O prédio histórico da Santa Casa de Misericórdia de Cuiabá será colocado à venda por determinação da Justiça do Trabalho, com valor mínimo estipulado em R$ 54,7 milhões. O montante será utilizado para quitar dívidas trabalhistas acumuladas ao longo dos anos pela instituição, que já enfrenta processos há cerca de cinco anos.
A decisão, assinada na quarta-feira (16) pelo juiz Angelo Henrique Peres Cestari, determina que as empresas que hoje ocupam o local, incluindo o Hospital Estadual Santa Casa, devem desocupar o imóvel em até 60 dias após a homologação da proposta vencedora. Caso descumpram o prazo, poderão ser multadas em R$ 50 mil por dia ou sofrer mandado de desocupação.
Desde 2019, parte da estrutura está sob requisição administrativa do Estado de Mato Grosso, o que impede a entrega imediata do bem ao comprador. A Secretaria Estadual de Saúde (SES-MT) informou que deixará o imóvel até dezembro.

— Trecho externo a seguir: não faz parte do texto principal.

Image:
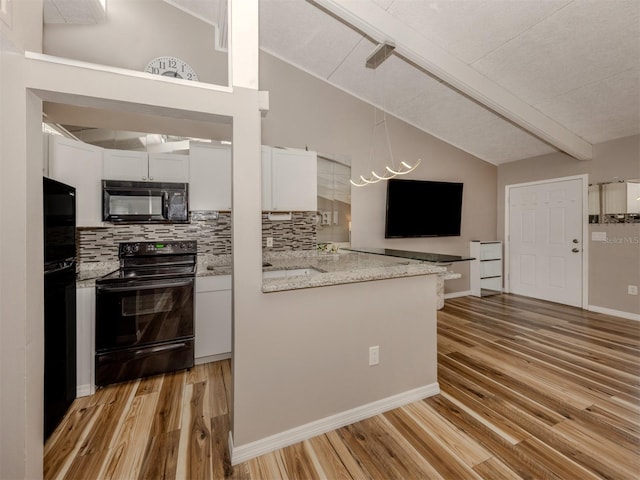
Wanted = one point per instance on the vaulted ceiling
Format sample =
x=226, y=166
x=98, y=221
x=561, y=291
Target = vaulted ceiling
x=576, y=63
x=501, y=79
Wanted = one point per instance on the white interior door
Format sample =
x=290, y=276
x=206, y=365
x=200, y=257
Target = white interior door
x=545, y=240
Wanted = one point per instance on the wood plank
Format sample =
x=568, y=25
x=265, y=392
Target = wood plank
x=520, y=399
x=220, y=456
x=65, y=443
x=126, y=454
x=161, y=457
x=326, y=460
x=443, y=461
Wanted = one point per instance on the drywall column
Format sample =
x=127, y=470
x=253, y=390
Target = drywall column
x=21, y=259
x=247, y=183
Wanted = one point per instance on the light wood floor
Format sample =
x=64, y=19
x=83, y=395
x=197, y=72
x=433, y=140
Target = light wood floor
x=529, y=390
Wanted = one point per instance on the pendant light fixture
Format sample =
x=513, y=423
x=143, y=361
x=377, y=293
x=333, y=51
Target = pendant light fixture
x=379, y=55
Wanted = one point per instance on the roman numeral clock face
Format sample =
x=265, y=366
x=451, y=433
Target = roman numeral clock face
x=171, y=67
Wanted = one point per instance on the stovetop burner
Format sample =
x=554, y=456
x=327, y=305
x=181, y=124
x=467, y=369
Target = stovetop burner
x=154, y=260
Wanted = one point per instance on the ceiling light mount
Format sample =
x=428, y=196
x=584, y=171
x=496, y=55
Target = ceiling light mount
x=380, y=54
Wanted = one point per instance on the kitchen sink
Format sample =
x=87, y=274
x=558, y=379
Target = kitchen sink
x=291, y=272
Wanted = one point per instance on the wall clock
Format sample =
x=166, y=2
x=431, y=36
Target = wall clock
x=171, y=67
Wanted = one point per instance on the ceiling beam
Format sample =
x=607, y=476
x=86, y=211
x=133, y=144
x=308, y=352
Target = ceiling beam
x=382, y=27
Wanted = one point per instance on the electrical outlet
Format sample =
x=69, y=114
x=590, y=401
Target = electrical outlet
x=374, y=355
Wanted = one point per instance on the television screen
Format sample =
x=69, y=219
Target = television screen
x=419, y=208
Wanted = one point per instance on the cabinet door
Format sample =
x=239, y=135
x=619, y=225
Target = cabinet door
x=213, y=323
x=80, y=165
x=209, y=177
x=85, y=320
x=125, y=165
x=168, y=167
x=294, y=180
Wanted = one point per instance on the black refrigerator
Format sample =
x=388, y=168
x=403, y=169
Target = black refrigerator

A negociação, portanto, será feita com entrega futura, após a desocupação total do prédio.
Para o juiz, a alienação antecipada é necessária para evitar a deterioração do patrimônio. Ele determinou que a venda seja feita por iniciativa particular, sem a intermediação de leiloeiros. As propostas devem ser enviadas diretamente pelo sistema eletrônico da Justiça ou por e-mail institucional.
O imóvel será vendido livre de débitos tributários anteriores, mas o comprador terá que respeitar o tombamento da fachada histórica, que faz parte do patrimônio arquitetônico da cidade.
Credores terão prioridade na compra
A venda do prédio foi autorizada pela Justiça há dois meses, após uma nova avaliação que considerou o bem apto para alienação. O levantamento levou em conta aspectos topográficos, inspeções técnicas e análise de mercado, incluindo os comércios que funcionam atualmente no local.
De acordo com o Tribunal Regional do Trabalho de Mato Grosso (TRT-MT), os recursos arrecadados serão destinados ao pagamento de verbas rescisórias e salários atrasados de ex-funcionários. Dos 860 processos trabalhistas, 384 já foram quitados com R$ 7,3 milhões arrecadados. Os 476 restantes somam cerca de R$ 43,7 milhões.
A homologação judicial garante aos credores o direito de adquirir o imóvel por adjudicação, com prioridade na compra. Caso não tenham interesse, poderão indicar possíveis compradores, como empresas ou grupos hospitalares.